La voix enregistrée de Moy se fit alors entendre, avec une sorte d’écho.

« Le monde est la machine. En dévorant l’art, elle dévore son créateur. Elle est perpétuellement avide de sang, de douleur et d’inspiration, et il y a toujours de nouveaux artistes désireux de lui servir d’aliment. C’est la vie et c’est l’histoire. C’est le cycle éternel. »

Puis la machine se replia lentement, délibérément. Les lumières se rallumèrent et les applaudissements éclatèrent, plus frénétiques que jamais.

La majeure partie du public sortit en murmurant. Impressionnés, les spectateurs paraissaient impatients de retourner à l’extérieur, à la réalité. Kandria resta plus longtemps. Les yeux humides, elle échangeait des impressions avec son agent de père. Passionnée au début, la discussion devint violente.

Elle voulait voir Moy pour le féliciter… le spectacle avait été parfait. Le Centaurien, pour sa part, pensait qu’il ne fallait pas trop encourager la concurrence. Et que ce Moy n’était pas une fréquentation correcte pour elle : s’ils établissaient une relation émotionnelle, cela la détournerait de sa voie artistique. Il était son père et elle lui devait l’obéissance…

Ils discutèrent jusqu’à ce que Kandria, se séparant rageusement du Centaurien, s’éloigne dans la foule sans se retourner. Son agent de père sourit : sa fuite n’était qu’une autre forme de respect.

Il la suivit calmement. En sortant, ses grands yeux aux pupilles pourpres croisèrent ceux, étroits, de ToiGrandeBrute, et les deux agents échangèrent un regard entendu et un haussement d’épaules. Oui, les artistes humains étaient difficiles à gérer. Qu’ils soient amis ou amants… Souvent, il fallait être dur avec eux, pour leur propre bien.

Les marchands d’art et les collectionneurs cétiens ainsi que d’autres espèces accoururent sur l’estrade comme des mouches attirées par un cadavre frais. Le Colossien, froid et professionnel, reçut les offres et organisa la vente aux enchères avec rapidité et efficacité.

La grande toile que constituait l’estrade et sur laquelle étaient collés les membres et les viscères de Moy fut arrosée de résine époxy par un dispositif automatique. La substance sécha instantanément, formant une fine couche transparente qui protégerait l’œuvre du temps et de la putréfaction.

Après une brève montée des enchères par des Gordiens, un Auyari l’acheta soixante-dix mille crédits, au comptant. Celui-ci offrit sur le champ un demi-million de crédits pour la machine, mais ToiGrandeBrute fut intraitable. Non, elle n’était pas à vendre. Et il ne céderait à aucune proposition.
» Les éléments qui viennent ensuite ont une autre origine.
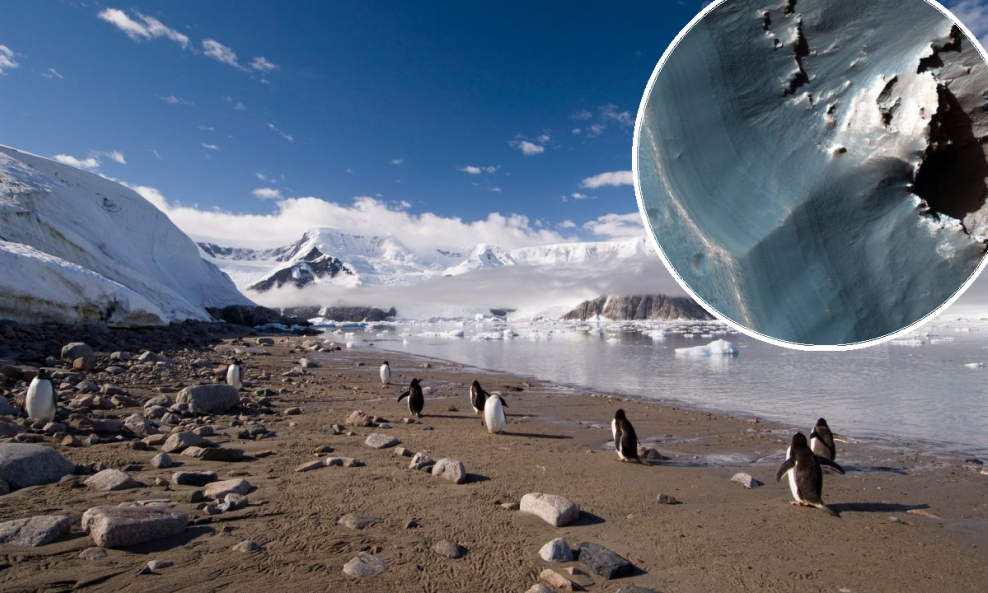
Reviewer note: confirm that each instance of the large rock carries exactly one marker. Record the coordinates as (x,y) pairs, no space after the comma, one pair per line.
(556,551)
(111,479)
(35,531)
(450,469)
(24,465)
(218,490)
(364,565)
(112,527)
(209,399)
(194,478)
(180,441)
(71,352)
(604,562)
(551,508)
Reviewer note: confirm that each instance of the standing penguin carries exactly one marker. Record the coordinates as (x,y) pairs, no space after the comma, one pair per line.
(494,414)
(416,400)
(822,441)
(235,374)
(40,401)
(477,397)
(805,474)
(625,439)
(385,373)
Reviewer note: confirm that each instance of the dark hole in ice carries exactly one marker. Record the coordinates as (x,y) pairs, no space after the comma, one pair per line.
(951,43)
(952,176)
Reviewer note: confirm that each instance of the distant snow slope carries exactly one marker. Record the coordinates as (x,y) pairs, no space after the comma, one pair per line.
(76,247)
(382,260)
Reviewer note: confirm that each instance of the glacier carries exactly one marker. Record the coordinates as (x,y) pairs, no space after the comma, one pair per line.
(815,170)
(78,248)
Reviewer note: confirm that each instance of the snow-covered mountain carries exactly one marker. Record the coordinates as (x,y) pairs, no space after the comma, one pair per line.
(332,256)
(76,247)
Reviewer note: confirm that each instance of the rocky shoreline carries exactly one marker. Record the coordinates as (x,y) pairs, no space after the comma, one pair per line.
(154,476)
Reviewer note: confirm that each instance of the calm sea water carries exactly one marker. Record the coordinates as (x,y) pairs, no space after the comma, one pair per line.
(919,394)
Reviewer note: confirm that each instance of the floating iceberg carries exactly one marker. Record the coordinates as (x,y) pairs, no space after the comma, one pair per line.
(813,170)
(715,348)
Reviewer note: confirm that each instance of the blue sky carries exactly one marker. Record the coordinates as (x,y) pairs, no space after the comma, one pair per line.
(446,109)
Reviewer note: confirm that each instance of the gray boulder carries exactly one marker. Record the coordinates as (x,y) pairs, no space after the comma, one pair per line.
(551,508)
(450,469)
(209,399)
(112,527)
(604,562)
(23,464)
(35,531)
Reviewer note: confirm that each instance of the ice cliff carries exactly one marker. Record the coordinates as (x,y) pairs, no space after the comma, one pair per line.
(76,247)
(815,170)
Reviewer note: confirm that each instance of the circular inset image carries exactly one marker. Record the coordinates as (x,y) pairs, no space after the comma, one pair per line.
(814,171)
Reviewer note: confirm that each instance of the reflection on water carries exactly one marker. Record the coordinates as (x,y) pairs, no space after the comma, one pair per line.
(916,390)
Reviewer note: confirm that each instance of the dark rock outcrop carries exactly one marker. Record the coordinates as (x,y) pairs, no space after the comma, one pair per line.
(624,308)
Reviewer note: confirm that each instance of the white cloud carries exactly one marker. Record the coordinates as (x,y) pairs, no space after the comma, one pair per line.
(267,193)
(612,178)
(88,164)
(173,100)
(527,148)
(7,59)
(115,156)
(617,226)
(263,65)
(221,53)
(272,127)
(974,14)
(623,118)
(293,216)
(151,28)
(472,170)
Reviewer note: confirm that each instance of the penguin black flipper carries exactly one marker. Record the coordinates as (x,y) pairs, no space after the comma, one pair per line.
(787,465)
(833,464)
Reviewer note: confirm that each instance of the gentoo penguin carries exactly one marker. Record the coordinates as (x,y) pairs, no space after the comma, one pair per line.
(235,374)
(805,474)
(385,373)
(625,439)
(494,414)
(416,401)
(822,441)
(40,401)
(477,397)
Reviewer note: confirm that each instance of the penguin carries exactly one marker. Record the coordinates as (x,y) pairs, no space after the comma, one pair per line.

L’Auyari fit une autre offre. Magnifique… Les petits yeux de ToiGrandeBrute brillèrent de convoitise. Bien, il allait devoir consulter l’artiste…

Un hologramme de Moy pris au début du spectacle, avec une biographie succincte rédigée dans l’alphabet syllabique cétien, fut projeté sur le lieu qu’avait occupé l’estrade. Le public qui restait, comme réticent à s’en aller, applaudit de nouveau. Pour quinze crédits, les intéressés pouvaient acquérir une copie du document, et pour cent cinquante, l’holo-enregistrement complet du spectacle.

Il y eut plus de cinquante acheteurs. La représentation était un franc succès.

Moy, évidemment, ne le sut qu’une heure après, lorsque l’auto-clonage se termina et qu’il put disposer de son nouveau corps. ToiGrandeBrute, plein d’attentions, lui raconta tout en l’aidant à sortir de la matrice mécanique dissimulée sous l’estrade.

Malgré la nouvelle, Moy ne se sentait pas bien. Il toussa plusieurs fois pour éliminer de ses poumons l’épais liquide pseudo amniotique de la matrice. Il avait les cheveux et le corps désagréablement collants, et dans la bouche une saveur horrible. Tous ses muscles tremblaient. Il avait un besoin urgent d’une douche, d’un repas… et de dormir.